A common tradeoff made by fault-tolerant, distributed systems is the ease of user interaction with the system. Implementing correct distributed operations in the face of failures often takes priority over reducing the level of effort required to use the system. Because of this, applying a problem in a specific domain to the system can require significant planning and effort by the user. Apache Accumulo, and its sorted, Key-Value data model, is subject to this same problem: it is often difficult to use Accumulo to quickly ascertain real-life answers about some concrete problem.
This problem, not unique to Accumulo itself, has spurred the growth of numerous projects to fill these kinds of gaps in usability, in addition to multiple language bindings provided by applications. Outside of the Java API, Accumulo client support varies from programming languages, like Python or Ruby, to standalone projects that provide their own query language, such as Apache Pig and Apache Hive. This talk will cover the state of client support outside of Accumulo’s Java API with an emphasis on the pros, cons, and best practices of each alternative.

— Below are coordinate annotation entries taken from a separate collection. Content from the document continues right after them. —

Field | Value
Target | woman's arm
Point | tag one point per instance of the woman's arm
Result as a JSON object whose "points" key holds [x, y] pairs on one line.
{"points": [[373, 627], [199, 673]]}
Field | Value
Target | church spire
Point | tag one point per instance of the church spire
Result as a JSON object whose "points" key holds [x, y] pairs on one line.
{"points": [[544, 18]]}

Member of Technical Staff, Hortonworks
Josh is a member of the engineering staff at Hortonworks. He is strong advocate for open source software and is an Apache Accumulo committer and PMC member. He is also a committer and PMC member of Apache Slider (incubating) and regularly contributes to other Apache projects in the Apache Hadoop ecosystem. He holds a Bachelor's degree in Computer Science from Rensselaer Polytechnic Institute.